His brow furrowed, and he glanced at her again. "What do you mean?"

"I'm a mermaid," she said simply, gesturing to the shimmering pink tail that swayed lazily in the water. "My kind are not common. You didn't react to me as most humans would. Fear, disbelief—there was none of that."

He stared at her for a long moment, his eyes tracing the outline of her pale skin, her silver eyes, and the pearls woven into her long, flowing hair. A weak smile tugged at the corner of his lips, but it was a hollow expression, devoid of warmth.

"After everything I've been through," he said quietly, "a mermaid doesn't seem all that strange. Maybe I've already seen too much."

Sirène absorbed his words in silence, watching him with a strange, unreadable intensity. "We are rare," she admitted. "Few reside in each part of the sea, and fewer still make contact with humans. I seldom meet your kind... I don't understand you."

He raised an eyebrow, clearly surprised by her admission. "What do you mean?"

"I don't feel what you feel," she said, her tone even but tinged with an undercurrent of something close to frustration. "Grief, sorrow, love—these are things I observe in humans, but I cannot experience them myself. They confuse me."

The man tilted his head, his curiosity piqued. "So you've never felt anything? Not once?"

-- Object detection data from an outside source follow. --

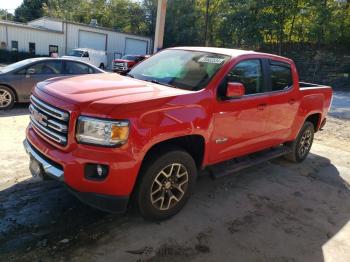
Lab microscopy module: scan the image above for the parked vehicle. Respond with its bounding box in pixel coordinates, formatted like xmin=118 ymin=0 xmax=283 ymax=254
xmin=24 ymin=47 xmax=332 ymax=220
xmin=63 ymin=48 xmax=107 ymax=69
xmin=112 ymin=55 xmax=149 ymax=74
xmin=0 ymin=57 xmax=104 ymax=110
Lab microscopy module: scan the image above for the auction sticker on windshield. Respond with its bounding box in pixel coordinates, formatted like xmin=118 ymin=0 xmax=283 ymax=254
xmin=198 ymin=56 xmax=225 ymax=64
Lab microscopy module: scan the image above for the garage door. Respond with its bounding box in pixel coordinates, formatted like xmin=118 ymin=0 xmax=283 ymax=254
xmin=79 ymin=30 xmax=107 ymax=50
xmin=125 ymin=38 xmax=148 ymax=55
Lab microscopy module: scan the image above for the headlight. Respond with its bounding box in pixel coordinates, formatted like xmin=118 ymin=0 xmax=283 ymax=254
xmin=76 ymin=116 xmax=129 ymax=146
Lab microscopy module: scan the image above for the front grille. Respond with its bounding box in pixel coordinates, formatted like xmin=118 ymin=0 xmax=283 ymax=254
xmin=29 ymin=96 xmax=69 ymax=145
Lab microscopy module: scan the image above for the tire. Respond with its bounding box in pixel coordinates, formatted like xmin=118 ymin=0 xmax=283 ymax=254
xmin=285 ymin=122 xmax=315 ymax=163
xmin=136 ymin=149 xmax=197 ymax=221
xmin=0 ymin=86 xmax=16 ymax=110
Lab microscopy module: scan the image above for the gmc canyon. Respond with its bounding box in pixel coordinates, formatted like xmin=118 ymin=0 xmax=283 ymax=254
xmin=24 ymin=47 xmax=332 ymax=220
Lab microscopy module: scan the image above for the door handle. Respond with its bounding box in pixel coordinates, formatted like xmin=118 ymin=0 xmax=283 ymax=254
xmin=257 ymin=103 xmax=267 ymax=110
xmin=288 ymin=98 xmax=296 ymax=105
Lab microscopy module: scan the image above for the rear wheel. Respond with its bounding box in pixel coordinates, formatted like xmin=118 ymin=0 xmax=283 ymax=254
xmin=137 ymin=150 xmax=197 ymax=220
xmin=286 ymin=122 xmax=315 ymax=163
xmin=0 ymin=86 xmax=15 ymax=110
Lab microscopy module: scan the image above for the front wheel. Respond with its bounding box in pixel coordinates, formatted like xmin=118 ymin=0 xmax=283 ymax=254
xmin=286 ymin=122 xmax=315 ymax=163
xmin=137 ymin=150 xmax=197 ymax=221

She hesitated for a moment before shaking her head. "No. My purpose is to guide those lost at sea to rest. I do my duty. That's all. But you..." She paused, studying him closely. "You carry something with you, something heavy. I want to understand it."

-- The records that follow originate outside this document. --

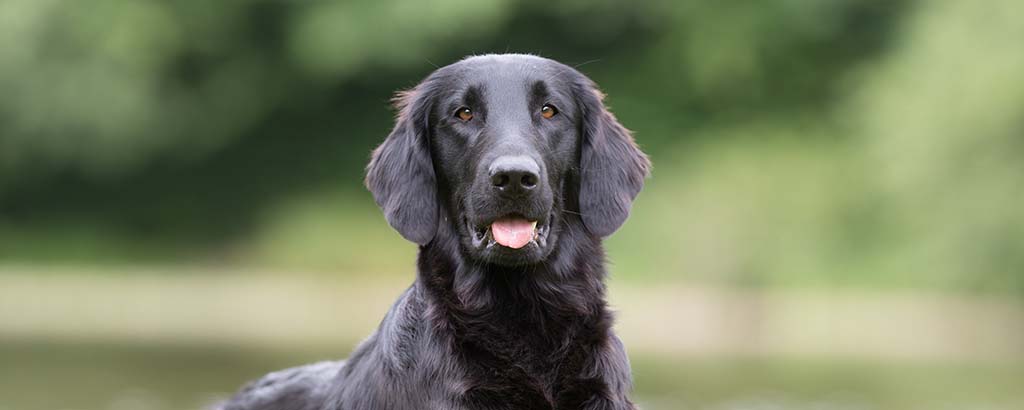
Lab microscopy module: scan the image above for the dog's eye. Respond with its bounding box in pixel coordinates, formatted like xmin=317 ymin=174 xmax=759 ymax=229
xmin=455 ymin=107 xmax=473 ymax=121
xmin=541 ymin=104 xmax=558 ymax=118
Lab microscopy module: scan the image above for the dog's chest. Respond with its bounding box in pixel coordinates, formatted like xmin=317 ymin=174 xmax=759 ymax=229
xmin=457 ymin=311 xmax=593 ymax=409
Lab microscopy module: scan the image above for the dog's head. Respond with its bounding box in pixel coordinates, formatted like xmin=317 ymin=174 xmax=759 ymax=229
xmin=367 ymin=54 xmax=649 ymax=265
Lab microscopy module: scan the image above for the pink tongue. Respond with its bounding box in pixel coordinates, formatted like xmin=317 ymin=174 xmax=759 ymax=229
xmin=490 ymin=218 xmax=534 ymax=249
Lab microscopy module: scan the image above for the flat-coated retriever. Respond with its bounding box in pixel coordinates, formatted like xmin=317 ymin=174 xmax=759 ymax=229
xmin=221 ymin=54 xmax=650 ymax=410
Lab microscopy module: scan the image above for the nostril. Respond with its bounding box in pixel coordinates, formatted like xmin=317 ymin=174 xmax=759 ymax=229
xmin=490 ymin=173 xmax=509 ymax=188
xmin=519 ymin=173 xmax=537 ymax=189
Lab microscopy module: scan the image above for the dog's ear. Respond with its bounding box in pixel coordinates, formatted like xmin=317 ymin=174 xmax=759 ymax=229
xmin=366 ymin=85 xmax=439 ymax=245
xmin=574 ymin=76 xmax=650 ymax=237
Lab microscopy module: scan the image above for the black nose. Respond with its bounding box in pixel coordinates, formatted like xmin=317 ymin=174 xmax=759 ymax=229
xmin=488 ymin=156 xmax=541 ymax=195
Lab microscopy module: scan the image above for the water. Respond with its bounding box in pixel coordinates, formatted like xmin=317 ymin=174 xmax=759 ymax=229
xmin=0 ymin=339 xmax=1024 ymax=410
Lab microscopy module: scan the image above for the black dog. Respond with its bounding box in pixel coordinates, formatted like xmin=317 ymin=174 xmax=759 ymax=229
xmin=221 ymin=54 xmax=649 ymax=410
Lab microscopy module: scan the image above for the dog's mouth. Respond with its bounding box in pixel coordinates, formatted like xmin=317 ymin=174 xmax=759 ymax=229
xmin=466 ymin=214 xmax=551 ymax=249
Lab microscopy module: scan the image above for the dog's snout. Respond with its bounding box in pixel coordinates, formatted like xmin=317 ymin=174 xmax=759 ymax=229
xmin=488 ymin=156 xmax=541 ymax=195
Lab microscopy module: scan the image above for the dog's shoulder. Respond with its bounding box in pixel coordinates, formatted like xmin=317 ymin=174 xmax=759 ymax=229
xmin=214 ymin=361 xmax=345 ymax=410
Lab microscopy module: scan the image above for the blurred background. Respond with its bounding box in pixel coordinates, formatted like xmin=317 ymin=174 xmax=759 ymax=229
xmin=0 ymin=0 xmax=1024 ymax=410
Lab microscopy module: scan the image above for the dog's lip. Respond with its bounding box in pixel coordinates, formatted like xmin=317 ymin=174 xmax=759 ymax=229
xmin=466 ymin=213 xmax=552 ymax=250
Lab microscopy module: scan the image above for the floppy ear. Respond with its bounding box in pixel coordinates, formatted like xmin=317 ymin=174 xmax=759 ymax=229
xmin=366 ymin=85 xmax=438 ymax=245
xmin=577 ymin=79 xmax=650 ymax=237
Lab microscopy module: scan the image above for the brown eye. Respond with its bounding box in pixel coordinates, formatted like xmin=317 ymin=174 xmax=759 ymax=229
xmin=541 ymin=104 xmax=558 ymax=118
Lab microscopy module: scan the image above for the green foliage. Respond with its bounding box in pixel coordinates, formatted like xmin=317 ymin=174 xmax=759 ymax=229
xmin=0 ymin=0 xmax=1024 ymax=292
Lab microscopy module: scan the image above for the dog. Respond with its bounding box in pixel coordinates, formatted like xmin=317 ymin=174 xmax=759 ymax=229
xmin=219 ymin=54 xmax=650 ymax=410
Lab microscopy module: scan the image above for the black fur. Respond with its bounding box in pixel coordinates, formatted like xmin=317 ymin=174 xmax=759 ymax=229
xmin=220 ymin=54 xmax=649 ymax=410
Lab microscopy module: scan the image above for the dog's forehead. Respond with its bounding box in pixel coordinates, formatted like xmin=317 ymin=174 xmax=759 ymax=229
xmin=444 ymin=54 xmax=569 ymax=95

He let out a bitter laugh, though there was no real amusement in it. "Good luck with that. I barely understand it myself."

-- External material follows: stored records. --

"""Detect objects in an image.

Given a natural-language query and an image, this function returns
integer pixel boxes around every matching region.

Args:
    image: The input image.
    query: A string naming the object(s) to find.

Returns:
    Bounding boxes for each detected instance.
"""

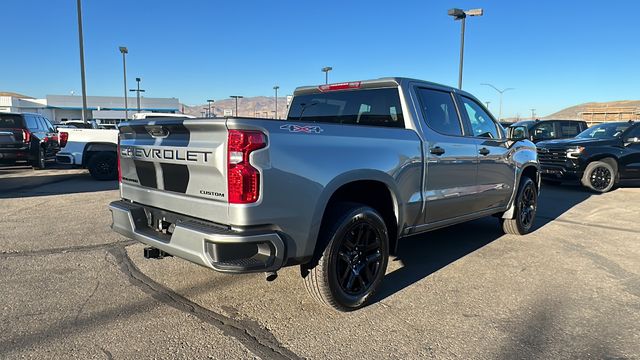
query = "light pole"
[448,9,484,89]
[120,46,129,120]
[480,83,515,121]
[321,66,333,84]
[76,0,87,124]
[207,99,215,117]
[273,85,280,119]
[129,78,145,112]
[230,95,244,117]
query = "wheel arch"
[312,170,404,259]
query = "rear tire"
[301,203,389,311]
[31,147,47,170]
[501,176,538,235]
[87,151,118,180]
[581,161,618,193]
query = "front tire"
[302,204,389,311]
[581,161,618,193]
[501,176,538,235]
[87,151,118,180]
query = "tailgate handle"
[144,126,169,138]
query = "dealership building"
[0,93,180,124]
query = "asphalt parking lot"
[0,166,640,359]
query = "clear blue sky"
[0,0,640,116]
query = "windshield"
[576,123,630,139]
[0,114,22,129]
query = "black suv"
[537,121,640,192]
[510,120,588,143]
[0,113,60,169]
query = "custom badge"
[280,124,322,134]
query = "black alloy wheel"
[589,166,612,191]
[336,222,382,296]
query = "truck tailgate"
[119,119,228,223]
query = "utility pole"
[120,46,129,120]
[273,85,280,119]
[207,99,215,117]
[480,83,515,121]
[76,0,87,124]
[129,78,145,112]
[321,66,333,84]
[230,95,244,117]
[448,9,484,89]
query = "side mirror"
[507,126,527,141]
[624,136,640,146]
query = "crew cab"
[109,78,540,311]
[0,113,60,170]
[509,120,588,143]
[537,121,640,193]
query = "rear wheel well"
[314,180,398,257]
[522,166,540,186]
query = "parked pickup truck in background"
[110,78,540,311]
[538,121,640,193]
[56,127,118,180]
[510,120,588,143]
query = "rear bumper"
[109,201,285,273]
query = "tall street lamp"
[273,85,280,119]
[321,66,333,84]
[207,99,215,117]
[76,0,87,124]
[448,9,484,89]
[229,95,244,117]
[480,83,515,121]
[129,78,145,112]
[120,46,129,120]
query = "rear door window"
[417,88,462,136]
[558,121,582,137]
[0,113,24,129]
[24,115,40,131]
[287,88,404,128]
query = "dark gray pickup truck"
[110,78,540,311]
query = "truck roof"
[293,77,475,98]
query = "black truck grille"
[538,148,567,165]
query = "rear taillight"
[318,81,361,92]
[22,129,31,144]
[227,130,267,204]
[58,132,69,148]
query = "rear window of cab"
[287,88,404,128]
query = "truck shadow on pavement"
[372,184,599,303]
[0,172,118,199]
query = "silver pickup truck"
[110,78,540,311]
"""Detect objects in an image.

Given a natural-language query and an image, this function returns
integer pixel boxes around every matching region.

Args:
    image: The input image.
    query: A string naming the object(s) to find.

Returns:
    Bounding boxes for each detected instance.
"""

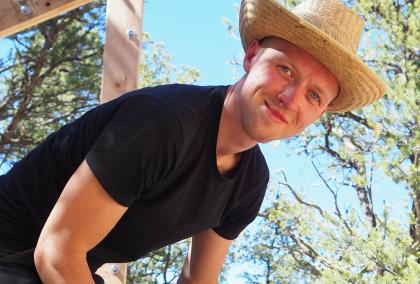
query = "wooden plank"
[96,262,127,284]
[0,0,92,38]
[96,0,144,284]
[101,0,144,102]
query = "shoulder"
[246,145,270,187]
[134,84,227,120]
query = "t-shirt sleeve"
[86,95,182,207]
[213,166,269,240]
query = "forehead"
[261,37,339,100]
[261,37,328,70]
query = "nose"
[277,84,302,110]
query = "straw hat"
[239,0,386,112]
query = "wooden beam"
[101,0,144,102]
[96,0,144,284]
[0,0,93,38]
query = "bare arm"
[178,229,232,284]
[34,161,127,283]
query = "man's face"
[238,38,339,142]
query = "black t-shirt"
[0,85,269,276]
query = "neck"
[216,80,257,158]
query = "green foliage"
[0,1,199,283]
[0,2,104,167]
[127,241,189,284]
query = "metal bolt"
[127,29,137,39]
[20,5,32,15]
[110,264,120,275]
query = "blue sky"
[144,0,407,283]
[143,0,406,212]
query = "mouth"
[264,102,288,123]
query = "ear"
[242,40,261,73]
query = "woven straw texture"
[239,0,386,112]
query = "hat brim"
[239,0,387,112]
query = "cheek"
[298,112,322,131]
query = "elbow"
[34,241,71,280]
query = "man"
[0,0,385,283]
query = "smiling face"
[234,38,339,142]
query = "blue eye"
[309,91,321,103]
[280,65,293,77]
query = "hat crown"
[292,0,364,54]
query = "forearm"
[35,252,94,284]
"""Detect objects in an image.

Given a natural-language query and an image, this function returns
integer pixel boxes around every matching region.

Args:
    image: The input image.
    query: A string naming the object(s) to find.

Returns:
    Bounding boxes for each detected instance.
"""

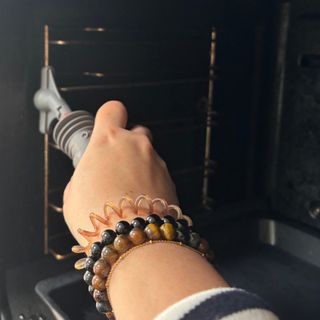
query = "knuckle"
[138,135,153,151]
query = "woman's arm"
[63,101,274,320]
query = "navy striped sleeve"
[155,288,278,320]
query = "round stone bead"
[101,246,119,266]
[131,217,146,230]
[91,242,101,260]
[113,234,132,254]
[85,257,95,272]
[198,238,210,253]
[93,259,111,278]
[74,258,86,270]
[96,301,112,313]
[92,275,106,291]
[176,219,189,230]
[175,230,188,243]
[162,214,177,227]
[101,229,117,246]
[189,232,201,249]
[93,289,108,302]
[116,221,131,234]
[88,286,94,295]
[129,228,147,245]
[160,223,176,241]
[146,213,162,226]
[83,271,93,286]
[144,223,161,240]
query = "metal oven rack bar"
[43,25,216,260]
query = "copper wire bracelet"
[72,195,213,319]
[106,240,206,304]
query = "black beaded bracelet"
[75,214,213,319]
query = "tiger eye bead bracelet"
[75,214,213,319]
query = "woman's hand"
[63,101,178,244]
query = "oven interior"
[0,0,320,320]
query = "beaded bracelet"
[72,198,213,319]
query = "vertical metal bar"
[43,24,49,67]
[202,28,217,207]
[43,132,49,254]
[43,25,49,255]
[266,2,290,199]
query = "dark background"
[0,0,320,282]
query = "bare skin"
[63,101,228,320]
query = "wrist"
[109,243,228,320]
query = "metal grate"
[40,25,216,259]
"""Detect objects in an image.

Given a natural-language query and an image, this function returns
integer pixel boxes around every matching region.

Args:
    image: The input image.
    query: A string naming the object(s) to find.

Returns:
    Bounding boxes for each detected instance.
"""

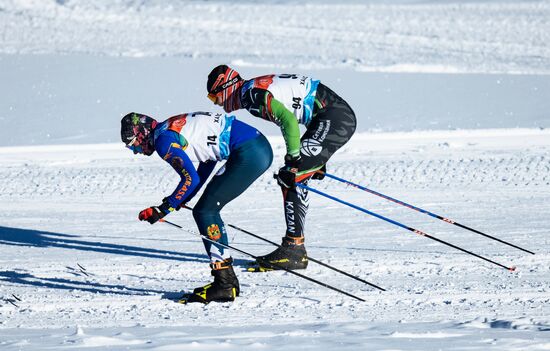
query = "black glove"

Sirène frowned, her silver eyes flickering with faint disappointment. She had expected him to explain, to give her some insight into the mysteries of human emotion. But his answer was evasive, much like the man himself.

"Why do you want to die?" she asked bluntly, her voice lacking the delicacy humans might use when broaching such a sensitive topic. "Why throw yourself from the cliff if you can still live?"

His expression hardened, the darkness returning to his eyes. "Because living without her isn't living at all," he said coldly. "It's just... existing."

Sirène considered this. The distinction between living and existing was not something she had ever pondered. To her, life was a continuous flow, like the tides of the sea, moving without pause, without emotion. But this man—he clung to the past, to something intangible. And it fascinated her.

"Perhaps," she said slowly, "there is something else for you. Something beyond this grief."He scoffed, shaking his head. "You don't understand. And you never will."

Sirène was silent for a moment, the weight of his words pressing down on her like the deep ocean currents. Maybe he was right. Maybe she would never understand. But something deep within her stirred, a strange pull she couldn't ignore.

"Then help me," she said quietly. "Help me understand."

The man stared at her, his expression softening for the first time since he had woken. There was something vulnerable in his gaze, something that flickered like a dying flame.

"I don't know if I can," he whispered.

Sirène watched him, her heart—if she had one—filled with an unfamiliar sensation. A quiet resolve settled within her, and for the first time in her existence, she felt something close to determination.

"I'll stay with you," she said. "Until I do."

The man said nothing, but the silence between them shifted, no longer heavy with grief but with the faintest glimmer of hope. Sirène, for all her curiosity, couldn't fully understand what was happening, but she knew one thing for certain: this man, this broken, haunted soul, had changed something within her. And she wouldn't rest until she uncovered what it was.